Masalahnya, kalau kelewatan? Bisa masuk ranah patologis, alias penyakit psikologis. Analogi sederhananya: narsis itu vitamin, tapi kalau kebanyakan bisa jadi racun. Teori Freud juga mengingatkan kita pada mitologi Yunani tentang Narcissus, pemuda yang jatuh cinta pada bayangannya sendiri. Kalau dulu Narcissus sibuk memandangi air, kini manusia digital sibuk memandangi layar smartphone.
Media sosial menyediakan “cermin” yang selalu tersedia (layar ponsel) dan “audiens” yang tak terbatas untuk mencintai dan memuja citra diri yang telah dikurasi (curated self-image).
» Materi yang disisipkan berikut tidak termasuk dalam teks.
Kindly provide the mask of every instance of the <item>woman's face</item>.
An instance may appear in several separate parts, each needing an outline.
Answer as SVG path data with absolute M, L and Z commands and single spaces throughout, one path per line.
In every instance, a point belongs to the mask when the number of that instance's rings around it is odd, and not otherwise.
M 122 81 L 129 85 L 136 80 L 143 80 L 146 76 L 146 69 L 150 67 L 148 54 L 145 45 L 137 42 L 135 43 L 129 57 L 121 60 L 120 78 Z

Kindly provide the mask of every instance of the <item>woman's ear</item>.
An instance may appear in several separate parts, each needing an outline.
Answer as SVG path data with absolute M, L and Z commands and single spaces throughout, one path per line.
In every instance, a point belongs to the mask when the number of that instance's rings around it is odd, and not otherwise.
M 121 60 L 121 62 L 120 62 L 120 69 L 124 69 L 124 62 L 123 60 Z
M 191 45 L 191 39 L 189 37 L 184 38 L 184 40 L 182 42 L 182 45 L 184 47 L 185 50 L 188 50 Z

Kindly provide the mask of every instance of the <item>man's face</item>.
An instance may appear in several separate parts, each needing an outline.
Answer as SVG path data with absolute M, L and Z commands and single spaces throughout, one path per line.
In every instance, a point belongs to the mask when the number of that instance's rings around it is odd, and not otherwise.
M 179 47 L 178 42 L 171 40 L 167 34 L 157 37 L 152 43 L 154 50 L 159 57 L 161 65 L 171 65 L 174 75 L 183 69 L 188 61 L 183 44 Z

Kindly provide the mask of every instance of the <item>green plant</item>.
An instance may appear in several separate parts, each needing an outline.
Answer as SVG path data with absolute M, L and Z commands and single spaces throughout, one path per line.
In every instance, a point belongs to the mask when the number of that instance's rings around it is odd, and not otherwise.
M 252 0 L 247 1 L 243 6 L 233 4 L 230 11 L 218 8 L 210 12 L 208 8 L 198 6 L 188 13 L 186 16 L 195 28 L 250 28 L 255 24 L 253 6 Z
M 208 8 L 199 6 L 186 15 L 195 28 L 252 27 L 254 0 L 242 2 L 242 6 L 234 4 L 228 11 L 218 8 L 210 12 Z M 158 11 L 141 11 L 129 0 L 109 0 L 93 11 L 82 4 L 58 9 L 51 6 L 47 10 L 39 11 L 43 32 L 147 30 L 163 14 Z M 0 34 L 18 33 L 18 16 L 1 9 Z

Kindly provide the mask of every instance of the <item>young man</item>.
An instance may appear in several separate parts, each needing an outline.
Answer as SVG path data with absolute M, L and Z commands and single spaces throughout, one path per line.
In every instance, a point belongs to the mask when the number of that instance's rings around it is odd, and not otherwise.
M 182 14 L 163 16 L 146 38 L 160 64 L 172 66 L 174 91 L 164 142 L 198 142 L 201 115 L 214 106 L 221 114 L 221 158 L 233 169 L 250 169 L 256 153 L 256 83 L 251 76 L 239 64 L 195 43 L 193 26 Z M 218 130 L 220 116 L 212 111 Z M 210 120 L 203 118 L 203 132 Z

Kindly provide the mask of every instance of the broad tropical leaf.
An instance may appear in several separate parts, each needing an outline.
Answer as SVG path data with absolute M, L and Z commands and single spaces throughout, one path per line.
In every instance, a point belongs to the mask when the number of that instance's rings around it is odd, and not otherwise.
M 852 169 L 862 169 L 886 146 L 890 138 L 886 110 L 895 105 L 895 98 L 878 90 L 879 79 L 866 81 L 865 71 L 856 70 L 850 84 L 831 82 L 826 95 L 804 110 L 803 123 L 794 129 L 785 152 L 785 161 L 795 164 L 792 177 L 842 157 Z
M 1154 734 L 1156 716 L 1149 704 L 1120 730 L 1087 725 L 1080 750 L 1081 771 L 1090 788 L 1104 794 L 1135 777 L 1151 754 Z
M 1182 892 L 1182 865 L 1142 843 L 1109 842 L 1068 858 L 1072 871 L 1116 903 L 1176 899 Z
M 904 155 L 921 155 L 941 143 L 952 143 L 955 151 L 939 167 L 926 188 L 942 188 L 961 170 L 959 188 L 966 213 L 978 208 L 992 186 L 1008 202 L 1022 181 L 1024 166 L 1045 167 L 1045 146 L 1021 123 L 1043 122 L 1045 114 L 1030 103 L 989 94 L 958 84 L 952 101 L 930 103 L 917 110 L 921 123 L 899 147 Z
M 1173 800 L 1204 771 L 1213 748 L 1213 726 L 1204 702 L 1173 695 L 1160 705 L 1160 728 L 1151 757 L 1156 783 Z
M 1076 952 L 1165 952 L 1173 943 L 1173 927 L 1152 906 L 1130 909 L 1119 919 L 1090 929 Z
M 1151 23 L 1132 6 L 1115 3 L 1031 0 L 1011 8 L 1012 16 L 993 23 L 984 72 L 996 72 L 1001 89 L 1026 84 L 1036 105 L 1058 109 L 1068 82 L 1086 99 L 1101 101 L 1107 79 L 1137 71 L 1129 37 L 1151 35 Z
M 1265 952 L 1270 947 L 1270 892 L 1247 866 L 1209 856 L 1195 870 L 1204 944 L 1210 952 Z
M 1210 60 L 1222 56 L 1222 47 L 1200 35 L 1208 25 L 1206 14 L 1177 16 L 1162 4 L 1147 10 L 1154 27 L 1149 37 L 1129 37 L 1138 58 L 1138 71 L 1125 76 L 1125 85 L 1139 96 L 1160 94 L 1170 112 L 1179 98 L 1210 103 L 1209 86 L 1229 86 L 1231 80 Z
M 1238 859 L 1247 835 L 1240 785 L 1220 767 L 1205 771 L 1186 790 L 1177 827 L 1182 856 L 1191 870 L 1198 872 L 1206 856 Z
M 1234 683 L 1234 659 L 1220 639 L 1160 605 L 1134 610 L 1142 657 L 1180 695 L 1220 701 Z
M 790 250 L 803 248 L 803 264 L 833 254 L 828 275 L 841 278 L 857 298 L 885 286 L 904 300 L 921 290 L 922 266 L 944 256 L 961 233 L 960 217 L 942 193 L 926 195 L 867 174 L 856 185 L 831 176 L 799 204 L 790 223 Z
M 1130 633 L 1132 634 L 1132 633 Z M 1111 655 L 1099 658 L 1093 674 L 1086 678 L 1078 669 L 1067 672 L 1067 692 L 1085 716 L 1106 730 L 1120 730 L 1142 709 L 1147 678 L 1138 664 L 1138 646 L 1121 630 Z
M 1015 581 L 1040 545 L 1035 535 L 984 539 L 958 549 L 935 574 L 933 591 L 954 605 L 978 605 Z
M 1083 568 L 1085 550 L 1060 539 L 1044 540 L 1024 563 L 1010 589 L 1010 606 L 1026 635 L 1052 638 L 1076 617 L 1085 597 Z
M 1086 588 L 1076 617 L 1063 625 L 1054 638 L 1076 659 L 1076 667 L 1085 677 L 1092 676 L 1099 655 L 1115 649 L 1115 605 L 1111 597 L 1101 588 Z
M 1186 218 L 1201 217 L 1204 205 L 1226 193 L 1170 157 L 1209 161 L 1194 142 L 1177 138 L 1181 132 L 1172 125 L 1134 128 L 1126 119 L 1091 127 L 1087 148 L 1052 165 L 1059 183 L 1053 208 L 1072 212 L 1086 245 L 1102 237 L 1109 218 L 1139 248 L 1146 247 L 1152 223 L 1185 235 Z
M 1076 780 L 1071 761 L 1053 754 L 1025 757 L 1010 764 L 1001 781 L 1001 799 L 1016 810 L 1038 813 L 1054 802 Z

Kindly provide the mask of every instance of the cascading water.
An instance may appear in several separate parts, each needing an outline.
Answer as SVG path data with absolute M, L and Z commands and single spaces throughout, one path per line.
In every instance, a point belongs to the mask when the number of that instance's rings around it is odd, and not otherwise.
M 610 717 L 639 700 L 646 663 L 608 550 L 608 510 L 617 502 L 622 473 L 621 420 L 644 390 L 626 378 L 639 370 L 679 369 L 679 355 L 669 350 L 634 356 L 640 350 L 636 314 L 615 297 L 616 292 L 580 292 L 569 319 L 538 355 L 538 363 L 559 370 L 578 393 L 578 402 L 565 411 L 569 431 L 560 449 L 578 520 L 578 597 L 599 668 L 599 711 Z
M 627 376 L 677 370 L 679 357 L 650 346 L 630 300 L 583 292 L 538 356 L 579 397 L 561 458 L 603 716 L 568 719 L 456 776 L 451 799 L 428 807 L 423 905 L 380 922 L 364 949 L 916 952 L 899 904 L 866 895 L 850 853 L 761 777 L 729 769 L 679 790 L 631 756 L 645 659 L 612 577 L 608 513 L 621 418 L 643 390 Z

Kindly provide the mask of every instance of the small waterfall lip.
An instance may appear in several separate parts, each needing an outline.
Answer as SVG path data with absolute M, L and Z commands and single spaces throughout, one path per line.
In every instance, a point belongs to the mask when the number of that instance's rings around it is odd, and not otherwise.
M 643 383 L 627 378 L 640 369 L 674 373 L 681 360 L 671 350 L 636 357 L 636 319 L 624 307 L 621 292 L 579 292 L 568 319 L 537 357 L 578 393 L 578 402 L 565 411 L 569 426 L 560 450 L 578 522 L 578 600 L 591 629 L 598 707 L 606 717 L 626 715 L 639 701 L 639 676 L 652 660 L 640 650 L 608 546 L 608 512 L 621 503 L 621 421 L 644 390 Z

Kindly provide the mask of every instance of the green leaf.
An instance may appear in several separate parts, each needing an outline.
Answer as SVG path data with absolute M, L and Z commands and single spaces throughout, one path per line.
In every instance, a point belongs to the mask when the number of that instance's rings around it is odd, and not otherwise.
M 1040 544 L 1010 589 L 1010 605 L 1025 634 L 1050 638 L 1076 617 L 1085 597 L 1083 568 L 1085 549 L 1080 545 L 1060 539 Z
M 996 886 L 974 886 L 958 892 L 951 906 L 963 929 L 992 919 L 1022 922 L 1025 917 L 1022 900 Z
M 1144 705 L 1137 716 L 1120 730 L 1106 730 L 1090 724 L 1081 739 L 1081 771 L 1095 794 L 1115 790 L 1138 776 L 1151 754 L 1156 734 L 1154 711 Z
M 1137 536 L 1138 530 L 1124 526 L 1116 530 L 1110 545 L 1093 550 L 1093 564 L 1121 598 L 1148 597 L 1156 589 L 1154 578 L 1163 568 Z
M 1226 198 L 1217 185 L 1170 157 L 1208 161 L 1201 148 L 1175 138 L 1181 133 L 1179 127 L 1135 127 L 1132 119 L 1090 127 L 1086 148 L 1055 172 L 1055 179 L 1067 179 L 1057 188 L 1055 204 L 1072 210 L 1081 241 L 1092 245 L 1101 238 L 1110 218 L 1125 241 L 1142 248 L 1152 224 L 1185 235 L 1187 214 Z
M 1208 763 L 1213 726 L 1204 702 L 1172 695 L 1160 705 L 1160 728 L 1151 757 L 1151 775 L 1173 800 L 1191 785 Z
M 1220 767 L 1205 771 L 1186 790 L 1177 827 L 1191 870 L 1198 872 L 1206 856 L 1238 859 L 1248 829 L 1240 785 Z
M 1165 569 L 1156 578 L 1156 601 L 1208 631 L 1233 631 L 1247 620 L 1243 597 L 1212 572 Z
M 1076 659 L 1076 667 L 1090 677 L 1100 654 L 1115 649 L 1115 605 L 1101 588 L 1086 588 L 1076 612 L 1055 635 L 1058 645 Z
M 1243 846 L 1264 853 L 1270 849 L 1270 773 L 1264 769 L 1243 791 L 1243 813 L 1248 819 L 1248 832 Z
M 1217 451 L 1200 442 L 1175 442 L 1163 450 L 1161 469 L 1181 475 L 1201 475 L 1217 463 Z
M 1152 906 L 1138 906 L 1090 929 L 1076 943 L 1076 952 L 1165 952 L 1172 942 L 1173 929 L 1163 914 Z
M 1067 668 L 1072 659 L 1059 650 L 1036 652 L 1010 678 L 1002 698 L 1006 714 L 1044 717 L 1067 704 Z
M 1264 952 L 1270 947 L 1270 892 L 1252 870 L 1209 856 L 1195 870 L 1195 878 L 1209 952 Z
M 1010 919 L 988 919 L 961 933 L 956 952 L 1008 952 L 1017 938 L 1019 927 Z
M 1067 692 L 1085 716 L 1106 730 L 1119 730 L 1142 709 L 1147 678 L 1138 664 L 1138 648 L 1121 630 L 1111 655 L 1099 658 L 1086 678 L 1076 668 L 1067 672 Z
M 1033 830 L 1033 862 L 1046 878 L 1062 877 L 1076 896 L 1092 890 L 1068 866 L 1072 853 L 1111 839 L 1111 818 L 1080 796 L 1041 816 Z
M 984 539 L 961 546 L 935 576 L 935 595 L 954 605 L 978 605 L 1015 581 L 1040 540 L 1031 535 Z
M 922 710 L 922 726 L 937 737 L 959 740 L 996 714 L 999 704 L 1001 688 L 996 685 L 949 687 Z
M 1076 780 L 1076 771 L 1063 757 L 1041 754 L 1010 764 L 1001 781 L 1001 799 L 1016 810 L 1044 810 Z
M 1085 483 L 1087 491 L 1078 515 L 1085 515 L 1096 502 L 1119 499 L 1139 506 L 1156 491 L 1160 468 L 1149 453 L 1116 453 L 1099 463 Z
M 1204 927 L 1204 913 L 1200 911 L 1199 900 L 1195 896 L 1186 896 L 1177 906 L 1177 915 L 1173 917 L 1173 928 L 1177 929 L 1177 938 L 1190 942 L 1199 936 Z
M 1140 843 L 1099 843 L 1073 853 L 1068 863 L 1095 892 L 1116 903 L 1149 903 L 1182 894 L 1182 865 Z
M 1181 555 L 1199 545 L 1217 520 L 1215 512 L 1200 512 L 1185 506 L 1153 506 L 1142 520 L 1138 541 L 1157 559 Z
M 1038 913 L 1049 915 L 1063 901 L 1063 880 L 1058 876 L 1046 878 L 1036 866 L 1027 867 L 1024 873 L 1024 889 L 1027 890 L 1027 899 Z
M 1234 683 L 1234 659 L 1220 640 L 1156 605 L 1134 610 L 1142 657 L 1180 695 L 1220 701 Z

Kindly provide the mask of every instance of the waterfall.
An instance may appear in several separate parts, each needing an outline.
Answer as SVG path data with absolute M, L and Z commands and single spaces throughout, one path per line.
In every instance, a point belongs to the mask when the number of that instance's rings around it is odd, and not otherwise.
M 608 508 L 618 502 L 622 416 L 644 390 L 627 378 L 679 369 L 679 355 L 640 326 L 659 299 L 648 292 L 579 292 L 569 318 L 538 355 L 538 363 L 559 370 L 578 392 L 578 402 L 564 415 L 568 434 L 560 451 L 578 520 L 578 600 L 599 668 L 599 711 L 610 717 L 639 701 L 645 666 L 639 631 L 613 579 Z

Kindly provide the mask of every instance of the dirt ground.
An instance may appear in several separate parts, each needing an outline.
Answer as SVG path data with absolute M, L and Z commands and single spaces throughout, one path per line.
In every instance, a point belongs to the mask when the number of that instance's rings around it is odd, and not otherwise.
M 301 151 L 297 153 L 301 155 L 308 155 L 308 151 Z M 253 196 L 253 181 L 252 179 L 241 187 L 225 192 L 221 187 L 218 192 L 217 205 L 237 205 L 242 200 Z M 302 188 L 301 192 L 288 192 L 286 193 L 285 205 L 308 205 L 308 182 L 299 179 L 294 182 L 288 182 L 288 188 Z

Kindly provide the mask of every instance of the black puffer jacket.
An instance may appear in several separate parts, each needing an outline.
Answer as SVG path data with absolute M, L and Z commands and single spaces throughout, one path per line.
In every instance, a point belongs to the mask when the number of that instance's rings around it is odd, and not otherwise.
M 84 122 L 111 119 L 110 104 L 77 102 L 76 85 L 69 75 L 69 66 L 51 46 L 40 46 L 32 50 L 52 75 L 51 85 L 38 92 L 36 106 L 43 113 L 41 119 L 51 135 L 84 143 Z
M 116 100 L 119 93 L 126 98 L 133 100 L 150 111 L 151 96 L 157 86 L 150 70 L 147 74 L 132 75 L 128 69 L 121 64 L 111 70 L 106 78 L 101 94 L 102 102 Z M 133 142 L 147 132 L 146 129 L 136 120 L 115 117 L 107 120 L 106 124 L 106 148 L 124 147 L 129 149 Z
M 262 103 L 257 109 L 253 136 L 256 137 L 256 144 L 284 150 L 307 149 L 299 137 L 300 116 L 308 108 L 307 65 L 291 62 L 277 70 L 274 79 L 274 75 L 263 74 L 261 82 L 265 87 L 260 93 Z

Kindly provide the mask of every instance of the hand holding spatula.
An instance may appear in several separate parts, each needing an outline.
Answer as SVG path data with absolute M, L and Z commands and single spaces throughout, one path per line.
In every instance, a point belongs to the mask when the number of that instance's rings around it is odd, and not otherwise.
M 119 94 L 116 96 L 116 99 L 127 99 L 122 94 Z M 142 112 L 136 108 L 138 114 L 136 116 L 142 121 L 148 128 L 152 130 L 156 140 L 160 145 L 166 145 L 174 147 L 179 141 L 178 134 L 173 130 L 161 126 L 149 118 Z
Masalahnya muncul ketika narsisme ini menetap dan berlebihan hingga dewasa, mengubahnya dari sifat normal menjadi kategori patologi atau masalah mental. Ketergantungan pada Like dan pujian menjadi indikasi bahwa fokus energi mental terlalu ditarik kembali ke diri sendiri (ego) demi pemuasan citra ideal.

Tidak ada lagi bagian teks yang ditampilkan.